Der Beklagten als Organisatorin der Massenveranstaltung erwuchs aus diesem Unternehmen die Verpflichtung, das Erforderliche für die Sicherheit der Teilnehmer zu veranlassen. Die Verkehrssicherungspflicht darf nicht überspannt werden, soll sie keine in Wahrheit vom Verschulden unabhängige Haftung des Sicherungspflichtigen zur Folge haben. Sie findet ihre Grenze daher immer in der Zumutbarkeit möglicher Maßnahmen der Gefahrenabwehr.

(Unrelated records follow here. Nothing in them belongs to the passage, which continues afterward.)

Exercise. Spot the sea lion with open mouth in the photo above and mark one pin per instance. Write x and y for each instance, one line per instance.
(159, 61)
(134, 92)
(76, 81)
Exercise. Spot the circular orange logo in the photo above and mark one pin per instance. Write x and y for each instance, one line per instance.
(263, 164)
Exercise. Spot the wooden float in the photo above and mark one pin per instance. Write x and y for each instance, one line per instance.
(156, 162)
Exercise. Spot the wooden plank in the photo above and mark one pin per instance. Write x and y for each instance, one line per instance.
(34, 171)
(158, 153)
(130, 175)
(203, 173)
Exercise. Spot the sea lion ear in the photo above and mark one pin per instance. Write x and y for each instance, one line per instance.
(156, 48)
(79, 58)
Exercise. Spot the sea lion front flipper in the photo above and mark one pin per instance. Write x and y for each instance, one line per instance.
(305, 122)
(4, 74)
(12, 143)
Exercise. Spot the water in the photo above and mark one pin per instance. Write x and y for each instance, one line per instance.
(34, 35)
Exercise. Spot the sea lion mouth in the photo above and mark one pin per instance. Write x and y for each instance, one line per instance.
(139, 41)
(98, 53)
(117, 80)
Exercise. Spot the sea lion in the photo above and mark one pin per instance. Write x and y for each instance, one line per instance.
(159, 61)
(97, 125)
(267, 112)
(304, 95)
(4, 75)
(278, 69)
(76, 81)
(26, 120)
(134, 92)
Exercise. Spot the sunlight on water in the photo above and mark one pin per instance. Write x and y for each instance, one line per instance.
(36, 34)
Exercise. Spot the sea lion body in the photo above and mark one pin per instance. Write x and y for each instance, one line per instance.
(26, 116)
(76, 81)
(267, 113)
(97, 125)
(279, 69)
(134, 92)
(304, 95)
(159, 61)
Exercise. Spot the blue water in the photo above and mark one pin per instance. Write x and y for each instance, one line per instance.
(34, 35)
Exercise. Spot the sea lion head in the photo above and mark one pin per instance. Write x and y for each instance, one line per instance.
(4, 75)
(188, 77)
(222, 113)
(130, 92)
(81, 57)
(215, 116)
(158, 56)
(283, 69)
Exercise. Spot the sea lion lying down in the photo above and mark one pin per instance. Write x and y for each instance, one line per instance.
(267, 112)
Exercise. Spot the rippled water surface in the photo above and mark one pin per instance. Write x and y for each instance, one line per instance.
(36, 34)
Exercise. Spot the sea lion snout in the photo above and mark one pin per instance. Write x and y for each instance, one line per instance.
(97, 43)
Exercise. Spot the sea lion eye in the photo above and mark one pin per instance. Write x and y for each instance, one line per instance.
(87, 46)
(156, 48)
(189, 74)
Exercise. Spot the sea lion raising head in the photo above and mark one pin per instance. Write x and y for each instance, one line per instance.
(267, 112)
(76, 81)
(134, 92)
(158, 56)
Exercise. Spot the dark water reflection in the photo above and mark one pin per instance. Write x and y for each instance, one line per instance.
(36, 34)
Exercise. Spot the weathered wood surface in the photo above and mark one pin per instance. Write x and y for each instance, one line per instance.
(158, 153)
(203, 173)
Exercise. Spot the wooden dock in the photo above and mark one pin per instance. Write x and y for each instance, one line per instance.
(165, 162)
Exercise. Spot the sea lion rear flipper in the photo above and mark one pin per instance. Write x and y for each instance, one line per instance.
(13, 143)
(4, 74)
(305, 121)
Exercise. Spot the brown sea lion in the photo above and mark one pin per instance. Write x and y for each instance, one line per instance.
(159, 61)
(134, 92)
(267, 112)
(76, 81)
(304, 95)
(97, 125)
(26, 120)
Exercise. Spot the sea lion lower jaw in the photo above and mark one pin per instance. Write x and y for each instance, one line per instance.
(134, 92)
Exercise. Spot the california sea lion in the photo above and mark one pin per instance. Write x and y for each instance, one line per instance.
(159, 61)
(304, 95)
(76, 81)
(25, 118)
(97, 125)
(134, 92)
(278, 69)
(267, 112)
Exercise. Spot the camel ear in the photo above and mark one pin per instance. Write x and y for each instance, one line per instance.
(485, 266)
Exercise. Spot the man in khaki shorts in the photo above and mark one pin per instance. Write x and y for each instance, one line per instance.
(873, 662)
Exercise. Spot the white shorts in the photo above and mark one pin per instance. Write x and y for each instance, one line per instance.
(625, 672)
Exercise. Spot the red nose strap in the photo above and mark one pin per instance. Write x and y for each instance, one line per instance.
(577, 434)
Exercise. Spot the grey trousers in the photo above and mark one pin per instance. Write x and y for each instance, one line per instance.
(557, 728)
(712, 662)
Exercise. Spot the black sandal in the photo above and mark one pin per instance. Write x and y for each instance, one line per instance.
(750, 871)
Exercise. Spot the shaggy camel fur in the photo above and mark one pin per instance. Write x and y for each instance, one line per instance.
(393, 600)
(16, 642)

Als Ausrichterin der Veranstaltung traf die Beklagte die Verpflichtung, durch eine entsprechende Organisation Gesundheitsgefahren für die Teilnehmer an der Freizeitveranstaltung, die sich aus Beschaffenheit und Zustand der Straßen ergaben, auszuschließen, weil sie davon auszugehen hatte, dass die Teilnehmer zwar mit Fahrbahnausbesserungen rechnen mussten und sich darauf einzustellen hatten, aber infolge Eröffnung des Verkehrs mit nichtmotorisierten Fortbewegungsmitteln, mit denen üblicherweise Fahrbahnen nicht benützt werden, auch erwarten durften, mit diesen Geräten ausgebesserte Stellen ohne die Gefahr des Einsinkens und Steckenbleibens insbesondere mit Inline-Skates benützen zu können. Das hat das Berufungsgericht im Ergebnis zutreffend erkannt.

 

Nach dem bisherigen Stand des Parteienvorbringens hängt die Bejahung einer außervertraglichen Haftung der Beklagten zunächst davon ab, ob bei einer gebotenen Kontrolle des Straßenzustands im Rahmen des vernünftigerweise Zumutbaren unter fachkundiger Berücksichtigung der bekannten Thermoplastizität von Bitumen erkennbar war, dass bei entsprechenden Temperaturen Inline-Skater, insbesondere auch Kinder, die von der Teilnahme nicht ausgeschlossen waren, bei Befahren der ausgebesserten Stelle im Lauf so gebremst werden können, dass sie in Sturzgefahr geraten, sodass Sicherungsmaßnahmen bei einer atypischen Gefahrenstelle zu treffen waren. Hierzu fehlen Feststellungen, die notwendig sind, wenn die von der Klägerin behauptete Sturzursache zutrifft.

 

In ihrem Rekurs beruft sich die Beklagte nicht mehr auf eine Haftungsfreiheit oder eine Einschränkung ihrer Haftung auf grobe Fahrlässigkeit infolge eines einseitig erklärten Haftungsausschlusses, sodass nicht dazu Stellung zu nehmen ist, ob dieser eine Haftungsbeschränkung bewirken kann.